Lisa Marie Presley was famous from the moment she was born, the daughter of one of the biggest stars in the world. And while she would go on to try to forge her own path as a singer, she remained best known as a kind of rock star royalty: She was the only daughter of Elvis and, from 1994 to 1996, she was married to Michael Jackson.
But she led a tumultuous life, one that was buffeted by loss. She lost her father when she was 9. Married and divorced four times, she had also struggled with opioid addiction. Her son, Benjamin Keough, died by suicide in 2020. Less than six months before her own death, she wrote about grieving his loss, saying that it had “destroyed” her but that she kept going for the sake of her three daughters.
Fans mourned her outside Graceland, the longtime Presley home in Memphis that opened to the public as a museum in 1982.
It has housed more than a million artifacts, among them a fake-fur cocoon bed with a stereo in the canopy.

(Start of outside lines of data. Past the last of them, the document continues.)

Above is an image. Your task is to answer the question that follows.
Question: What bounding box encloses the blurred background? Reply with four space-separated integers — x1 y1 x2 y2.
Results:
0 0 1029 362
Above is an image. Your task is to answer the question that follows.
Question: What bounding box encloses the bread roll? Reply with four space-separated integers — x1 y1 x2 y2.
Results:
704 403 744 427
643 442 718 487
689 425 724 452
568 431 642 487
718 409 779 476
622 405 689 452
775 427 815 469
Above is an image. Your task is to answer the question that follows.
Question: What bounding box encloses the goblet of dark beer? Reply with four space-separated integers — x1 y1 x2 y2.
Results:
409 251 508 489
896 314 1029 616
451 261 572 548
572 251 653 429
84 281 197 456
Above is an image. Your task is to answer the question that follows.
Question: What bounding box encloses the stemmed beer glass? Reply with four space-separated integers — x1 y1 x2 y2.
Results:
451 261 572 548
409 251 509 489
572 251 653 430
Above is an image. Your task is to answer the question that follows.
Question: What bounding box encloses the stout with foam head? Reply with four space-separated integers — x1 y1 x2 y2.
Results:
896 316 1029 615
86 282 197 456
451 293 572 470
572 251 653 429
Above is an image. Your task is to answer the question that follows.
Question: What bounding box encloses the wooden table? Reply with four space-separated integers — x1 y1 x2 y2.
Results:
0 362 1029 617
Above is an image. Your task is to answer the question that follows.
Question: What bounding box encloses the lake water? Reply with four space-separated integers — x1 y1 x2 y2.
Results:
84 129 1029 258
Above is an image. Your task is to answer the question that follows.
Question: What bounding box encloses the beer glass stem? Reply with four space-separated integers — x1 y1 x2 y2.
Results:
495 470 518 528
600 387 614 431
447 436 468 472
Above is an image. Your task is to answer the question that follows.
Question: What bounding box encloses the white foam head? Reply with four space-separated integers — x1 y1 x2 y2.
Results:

Then there is his private plane, the Lisa Marie, which had four TVs and a stereo with 52 speakers.
On Friday, musical luminaries continued to express their grief online. “So sad to hear of Lisa Marie’s Passing,” Julian Lennon, another child of a singing legend, wrote on Twitter. “She was so lovely when I met her. My Heart goes out to Priscilla.”
One of her former husbands, the actor Nicolas Cage, told The Hollywood Reporter he was devastated by Ms. Presley’s death. “Lisa had the greatest laugh of anyone I ever met,” he was quoted as saying. “She lit up every room, and I am heartbroken.”
Ms. Presley released three albums in which she set out to forge her own musical path while drawing from the music of her father, whose singular cocktail of blues, gospel, pop and country made him the first huge rock star and transformed American music.
She said she had been hesitant to lean on her family name. But she was overruled by her record label, which made the personal “Lights Out” — “Someone turned the lights out there in Memphis. That’s where my family’s buried and gone” — her debut single in 2003.
Her father’s larger-than-life legacy remained with her right until her final days. On Tuesday, she was again conjuring him at the Golden Globes, telling Extra TV that Austin Butler, who won the lead acting award for drama for his performance in Baz Luhrmann’s biopic “Elvis,” had perfectly embodied her father.